'You have to stay strong': 102-year-old freedom fighter's message to Disha Ravi
- Freedom fighter and Gandhian HS Doreswamy, 102, draws parallels between the times he has lived through and the present state of affairs in the country.
Harohalli Srinivasaiah Doreswamy was 23-years-old and had joined a new job as a school teacher when he was first arrested and imprisoned for 14 months for organizing strikes against the British government. His second visit to the prison was at the age of 57 when he took on then prime minister Indira Gandhi during the emergency.
In an interview with Arun Dev, the 102-year-old draws parallels between the times he has lived through and the present state of affairs in the country. He says that a leader or a movement has always emerged whenever democracy was threatened in the country. He also has a message for 22-year-old activist Disha Ravi, who was recently arrested on charges of sedition in connection with the toolkit case – “you have to stay strong”. Edited excerpts:
How do you look at the government using sedition against voices of dissent?
Isn’t it clear? Those who do not support or speak up against the government are called traitors. What is even more concerning is that most of them have not been given a trial. Even the British had done the same (registered sedition cases) but when cases were filed against Gandhiji and (Bal Gangadhar) Tilak, they were produced before the court. By not producing them before the court, their (government’s) intention is to harass and create an environment of fear for the others. They want to see people silenced.
How old were you when you were arrested during the freedom movement?
I was 23-years-old when I was arrested. I had just got a new job as a teacher in a high school then. I started working in June but by then, the Quit India Movement has begun. I helped organise a 14-day strike at the mills across Mysore state and also blew up government record rooms and postboxes with very small time-bombs. Our intention was to disrupt the British government’s daily functioning.
By December, I was arrested, and I lost my job as well.
Was the jail term a difficult experience?
Not at all, it was a learning experience. I had a purpose in life, to fight the British rule. I was not worried at all; in fact, it was like a university for me. The other leaders in jail used to give lectures. I learnt new languages when I was there.
You lived through the Emergency also…
Oh yes, there was an interesting incident from the time of Emergency. After the Emergency was announced, I wrote a letter to Indira Gandhi (then prime minister), saying she was a dictator. In the letter, I threatened to go village to village and mobilise the people against her dictatorship. Soon after that, I held the first meeting in Gandhi Bazar (in Bengaluru). I was arrested. But I was in jail only for four months.
During the trial, the prosecution said that I had criticised the prime minister and that I was an enemy of the state. But that judge who was hearing my case said that I had every right to criticise the government and there is no proof to say that I am an enemy of the state. The judge then told the prosecution to ask the government under what charge should I be booked and released me.
I hope our current judiciary will stand up for justice as that judge did then.

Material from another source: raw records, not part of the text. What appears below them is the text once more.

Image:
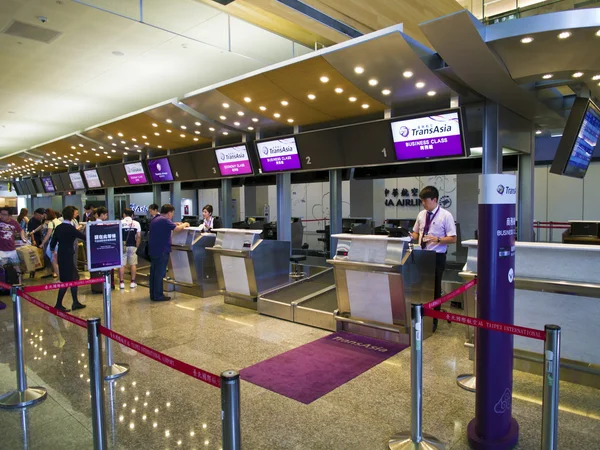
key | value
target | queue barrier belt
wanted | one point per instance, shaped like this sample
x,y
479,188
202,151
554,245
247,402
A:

What are your views on the recent arrest of 21-year-old Disha Ravi by Delhi Police?
The police took a woman from Bengaluru to Delhi without informing the local magistrate… it is very harsh on their part. But she has braved it. It is very brave of her.
If you could tell her anything, what would you say?
You have to be strong. We are facing a dictatorial regime that is merciless, you need to stay strong.
There are reports of parents telling their children not to take part in protests in the wake of the arrests of young activists. What are your views on it?
You don’t worry about it. Today’s youngsters are smart and wiser. The youngsters of the country have always fought for the right causes. They know what should be done and no one can stop them.
As someone who has seen the freedom struggle and emergency, what do you think of our country’s future?
Nothing is permanent. There will be ups and downs. During the freedom struggle there was Gandhi, during the emergency there was JP (Jayaprakash Narayan) and then Anna Hazare also came, even though he was misguided later. If not a leader, there will be a movement that takes on what is wrong in our country.
I see hope in the farmers’ protests, this has the power to unite people against this dictatorial government. The longer they stay on the streets, the stronger the resistance becomes.